帝都に連れてこられて魔術学院に入っても同じだった。同じ笑顔の同じようなことを言い、私の言うことは何でも妄信して実行してしまう人形みたいな人が増えただけ。
多分だけどこれが「聖女」の力なんだ。人々を束ねる為の力────でも、それがこんなモノだったなんて。
……何であたしがこんな思いをしなきゃいけないの?
あたしは普通の家で、普通の生活をして、普通に恋をして、普通に年をとって、普通に死にたかっただけなのに!!
でも、学院を卒業して、何故かシャルル様の傍に置かれることになって王宮に入った時、あたしはヴィオラ様に出会ったんだ。
「あんたが聖女サマ? 随分と田舎臭い女だことねぇ?」
そう言われて、あたしの死にかけた心に光が差した。
あたしを「聖女」じゃなくて一人の「人間」として見てくれている。
そこにあったのはもしかしなくても悪意だったけれど、それでもあたしにとってはこの世界で唯一の人間と呼べる存在。
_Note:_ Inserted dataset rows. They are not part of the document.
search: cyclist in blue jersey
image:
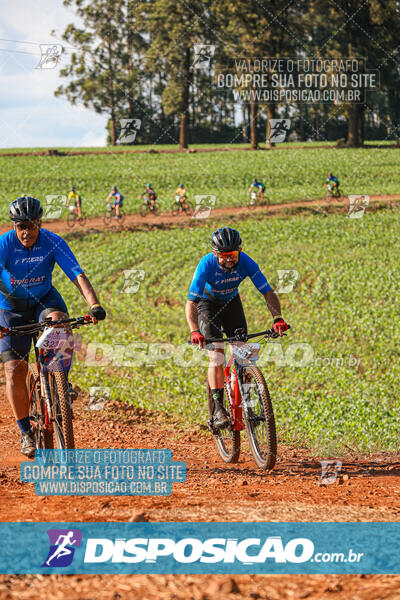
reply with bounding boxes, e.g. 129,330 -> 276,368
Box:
185,226 -> 288,428
106,186 -> 124,219
325,173 -> 341,197
248,178 -> 266,204
1,196 -> 106,457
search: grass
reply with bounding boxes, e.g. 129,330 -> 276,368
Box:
0,144 -> 398,223
48,207 -> 400,454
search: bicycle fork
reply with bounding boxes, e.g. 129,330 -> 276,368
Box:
38,350 -> 54,435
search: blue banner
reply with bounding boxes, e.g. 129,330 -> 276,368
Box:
1,522 -> 400,574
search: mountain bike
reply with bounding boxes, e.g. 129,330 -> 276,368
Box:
67,205 -> 87,228
0,315 -> 95,451
139,196 -> 161,217
205,327 -> 289,470
171,195 -> 193,216
247,190 -> 268,208
326,184 -> 341,198
104,202 -> 125,226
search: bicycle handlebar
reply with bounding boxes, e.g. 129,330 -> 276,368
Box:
205,325 -> 291,344
0,315 -> 94,337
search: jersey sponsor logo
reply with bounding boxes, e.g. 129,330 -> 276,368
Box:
14,256 -> 45,265
211,286 -> 237,294
10,275 -> 46,286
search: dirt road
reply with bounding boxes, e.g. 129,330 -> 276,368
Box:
0,194 -> 398,237
1,382 -> 400,598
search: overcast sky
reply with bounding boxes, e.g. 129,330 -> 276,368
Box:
0,0 -> 107,148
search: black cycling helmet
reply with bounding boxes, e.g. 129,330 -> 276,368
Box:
9,196 -> 43,222
211,227 -> 242,252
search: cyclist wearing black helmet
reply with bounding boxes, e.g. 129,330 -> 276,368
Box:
1,196 -> 106,457
186,226 -> 288,428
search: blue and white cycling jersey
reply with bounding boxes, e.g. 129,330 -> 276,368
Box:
188,252 -> 271,303
111,191 -> 124,205
0,229 -> 83,310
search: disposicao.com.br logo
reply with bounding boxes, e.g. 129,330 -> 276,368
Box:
82,536 -> 361,565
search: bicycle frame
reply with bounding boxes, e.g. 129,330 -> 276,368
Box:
1,315 -> 93,443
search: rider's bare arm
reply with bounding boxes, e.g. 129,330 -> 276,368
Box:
73,273 -> 100,308
263,290 -> 282,319
185,300 -> 200,332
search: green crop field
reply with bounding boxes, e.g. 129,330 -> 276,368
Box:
0,144 -> 398,222
50,207 -> 400,454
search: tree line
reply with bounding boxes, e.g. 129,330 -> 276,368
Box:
56,0 -> 400,148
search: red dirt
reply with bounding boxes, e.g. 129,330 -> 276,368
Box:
1,382 -> 400,598
0,194 -> 398,237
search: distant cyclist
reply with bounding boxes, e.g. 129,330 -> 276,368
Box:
248,178 -> 265,204
106,186 -> 124,219
140,183 -> 157,211
0,196 -> 106,457
325,173 -> 341,197
173,184 -> 188,211
186,227 -> 288,428
67,187 -> 83,220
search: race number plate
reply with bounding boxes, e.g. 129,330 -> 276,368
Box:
36,327 -> 70,350
232,342 -> 260,364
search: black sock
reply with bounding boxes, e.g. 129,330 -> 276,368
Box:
17,416 -> 31,435
211,388 -> 224,409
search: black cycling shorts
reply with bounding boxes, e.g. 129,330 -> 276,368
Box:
0,287 -> 68,363
196,293 -> 247,342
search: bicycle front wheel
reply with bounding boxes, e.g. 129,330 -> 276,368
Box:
207,384 -> 240,463
66,213 -> 76,228
49,371 -> 75,449
184,201 -> 194,216
28,365 -> 53,449
241,365 -> 277,470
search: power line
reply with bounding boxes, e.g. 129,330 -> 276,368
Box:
0,48 -> 40,56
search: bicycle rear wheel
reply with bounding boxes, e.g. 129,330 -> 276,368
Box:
207,384 -> 240,463
27,365 -> 53,449
152,203 -> 161,216
140,203 -> 149,217
241,365 -> 277,470
49,371 -> 75,449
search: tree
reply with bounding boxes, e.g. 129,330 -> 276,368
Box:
55,0 -> 143,145
141,0 -> 214,150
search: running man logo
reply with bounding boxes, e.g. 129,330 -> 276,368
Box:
192,44 -> 215,71
268,119 -> 291,143
319,460 -> 342,485
119,118 -> 142,143
42,529 -> 82,567
275,269 -> 299,294
36,45 -> 63,69
44,195 -> 67,220
192,195 -> 216,219
348,195 -> 370,219
121,269 -> 146,294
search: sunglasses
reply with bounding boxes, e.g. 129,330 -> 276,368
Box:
214,250 -> 239,260
15,221 -> 39,231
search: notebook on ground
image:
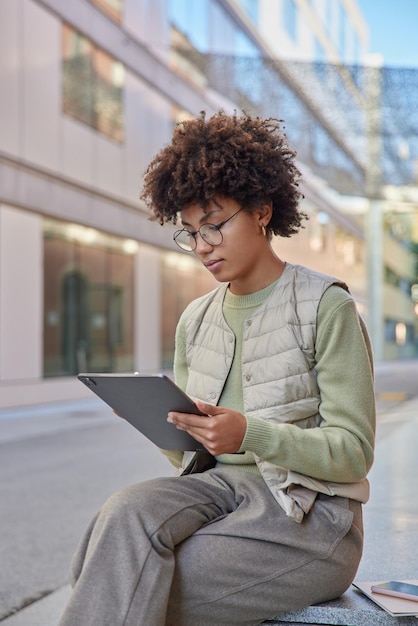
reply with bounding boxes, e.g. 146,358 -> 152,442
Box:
352,580 -> 418,617
78,373 -> 205,451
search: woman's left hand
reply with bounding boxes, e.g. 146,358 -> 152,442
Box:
167,400 -> 247,456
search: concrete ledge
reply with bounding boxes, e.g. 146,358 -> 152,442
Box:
3,585 -> 418,625
263,588 -> 418,625
1,586 -> 72,626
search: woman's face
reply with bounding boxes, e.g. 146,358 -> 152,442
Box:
179,198 -> 272,295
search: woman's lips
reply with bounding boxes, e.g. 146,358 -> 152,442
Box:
205,259 -> 224,272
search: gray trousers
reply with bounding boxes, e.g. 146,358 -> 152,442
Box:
59,468 -> 363,626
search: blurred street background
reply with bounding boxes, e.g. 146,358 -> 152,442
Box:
1,0 -> 418,623
1,0 -> 418,414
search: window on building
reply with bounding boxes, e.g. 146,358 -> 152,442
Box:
168,0 -> 209,87
313,36 -> 326,82
169,0 -> 209,53
91,0 -> 123,23
234,32 -> 262,106
62,24 -> 125,142
335,228 -> 362,267
312,124 -> 329,166
161,252 -> 216,370
283,0 -> 297,42
325,0 -> 333,34
351,31 -> 360,65
308,211 -> 329,253
385,319 -> 414,347
338,2 -> 346,60
384,265 -> 412,295
43,219 -> 135,377
314,36 -> 325,63
237,0 -> 259,25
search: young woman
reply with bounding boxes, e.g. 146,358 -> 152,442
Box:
59,112 -> 375,626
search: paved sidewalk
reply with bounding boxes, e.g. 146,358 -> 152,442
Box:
2,394 -> 418,625
1,587 -> 72,626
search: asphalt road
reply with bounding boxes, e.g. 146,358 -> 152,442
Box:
0,404 -> 172,620
0,359 -> 417,620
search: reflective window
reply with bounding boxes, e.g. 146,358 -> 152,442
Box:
384,265 -> 413,295
169,0 -> 209,52
234,33 -> 262,105
236,0 -> 259,25
161,252 -> 216,369
62,24 -> 125,142
385,319 -> 414,346
283,0 -> 297,42
325,0 -> 333,34
308,211 -> 329,253
335,227 -> 362,267
169,0 -> 209,87
43,219 -> 135,376
92,0 -> 123,22
338,2 -> 346,60
313,37 -> 326,83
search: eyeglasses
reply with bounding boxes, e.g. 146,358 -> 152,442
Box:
173,207 -> 244,252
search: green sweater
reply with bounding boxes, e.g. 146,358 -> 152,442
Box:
171,281 -> 375,483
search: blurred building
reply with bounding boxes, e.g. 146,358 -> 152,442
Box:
0,0 -> 416,409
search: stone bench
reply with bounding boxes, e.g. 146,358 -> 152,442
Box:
4,584 -> 418,626
261,588 -> 418,625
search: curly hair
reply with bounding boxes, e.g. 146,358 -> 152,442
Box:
140,111 -> 307,237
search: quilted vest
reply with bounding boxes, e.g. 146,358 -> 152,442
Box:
180,263 -> 369,522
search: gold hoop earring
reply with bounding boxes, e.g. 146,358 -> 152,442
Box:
261,225 -> 266,237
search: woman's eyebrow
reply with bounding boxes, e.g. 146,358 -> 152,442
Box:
181,210 -> 219,228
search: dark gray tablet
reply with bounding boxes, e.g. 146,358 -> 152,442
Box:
78,373 -> 205,451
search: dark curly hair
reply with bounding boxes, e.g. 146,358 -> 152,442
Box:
140,111 -> 307,237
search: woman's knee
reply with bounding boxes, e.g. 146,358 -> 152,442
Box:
97,484 -> 142,524
100,476 -> 179,527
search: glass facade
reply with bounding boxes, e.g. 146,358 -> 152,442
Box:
236,0 -> 259,25
167,0 -> 366,196
43,218 -> 219,378
385,318 -> 415,351
169,0 -> 209,52
43,220 -> 135,377
62,24 -> 125,142
283,0 -> 297,42
160,251 -> 217,370
92,0 -> 123,23
169,0 -> 264,109
1,0 -> 417,413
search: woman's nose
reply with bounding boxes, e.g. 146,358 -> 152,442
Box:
194,233 -> 213,253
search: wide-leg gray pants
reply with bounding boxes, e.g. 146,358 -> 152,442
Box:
59,468 -> 363,626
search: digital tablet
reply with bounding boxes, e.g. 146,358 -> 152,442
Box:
78,373 -> 205,450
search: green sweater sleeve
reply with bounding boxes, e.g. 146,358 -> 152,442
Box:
241,286 -> 376,482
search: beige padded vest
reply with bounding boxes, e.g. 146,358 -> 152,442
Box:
180,263 -> 369,522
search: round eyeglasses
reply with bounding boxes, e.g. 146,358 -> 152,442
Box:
173,207 -> 244,252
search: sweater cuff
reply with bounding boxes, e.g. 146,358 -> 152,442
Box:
239,415 -> 274,456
それが、ヴィオラ様だった。
……そんなヴィオラ様を、直接的にではないけれどあたしが追い出してしまった。
これから何を頼りにして生きていけばいいの……?
「アンナ……どうしたんだい? ボーっとして、気分でも悪いのかい?」
「あ……いえ、なんでもないです」
「ならいいんだが……そうだアンナ、今日もパンは焼いたのかい? 忙しくて何も食べていなくてね、腹ペコなんだ」
「あ、はい。ただいま……」
あたしは何もすることがない時は王宮の厨房を借りてパンを焼いている。
こうしてパン作りに没頭することで、あたしはあたしを保っている。これだけが、私が聖女ではなく普通のパン屋の娘だという証だから。
棚から今日焼いたパンの入ったカゴを取り出して、ソファーに腰かけたシャルル様の前に置く。
「どうぞ」
「ありがとう……あぁ、やっぱり君の作るパンは美味いな。帝国で一番の出来だよ」
「ふふ、恐れ入りますわ」
愛想笑いを浮かべながらも、私の心は死んでいた。
私にとっての光はもう無い。それを取り返す術も私には無い。だって
……だって、あたしはただのパン屋の娘なんだもの。